Es gibt also kurz zusammengefasst zwei Kernprobleme bei der Strukturierung von Texten:

  1. Die Programmierer von Redaktionssystemen setzen nur Standardanforderungen um oder arbeiten gar mit Layout statt Struktur, setzen also CSS statt HTML ein. Sie setzen nur die grafischen Anforderungen um, weil sie sich selbst nicht um die Formatierung von Texten kümmern müssen.

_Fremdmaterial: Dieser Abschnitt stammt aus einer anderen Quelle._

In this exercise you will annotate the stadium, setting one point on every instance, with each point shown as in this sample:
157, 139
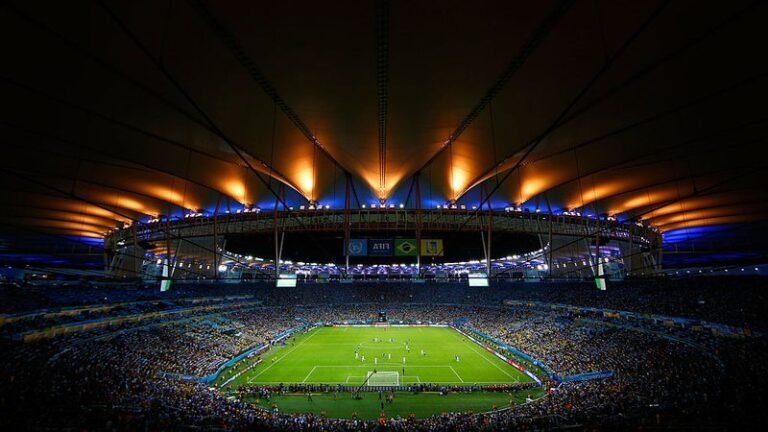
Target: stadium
383, 215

  2. Die Redakteure ihrerseits sind mit den Grundlagen der Strukturierung von Texten im Web nicht vertraut. Entweder kommen sie aus dem Printbereich, wo andere für das Layout zuständig sind. Oder sie sind gelernte Online-Redakteure, in deren Kursen HTML und CSS stiefmütterlich behandelt wird. In der Regel wissen sie auch nicht, was unter semantischem HTML zu verstehen ist und können entsprechend auch ihre Anforderungen an das Redaktionssystem nicht sauber formulieren.

Die Anforderungen an strukturierte Texte müssen also schon im Redaktionssystem umgesetzt werden. Die Redakteure ihrerseits müssen dazu angehalten und geschult werden, Texte korrekt zu strukturieren.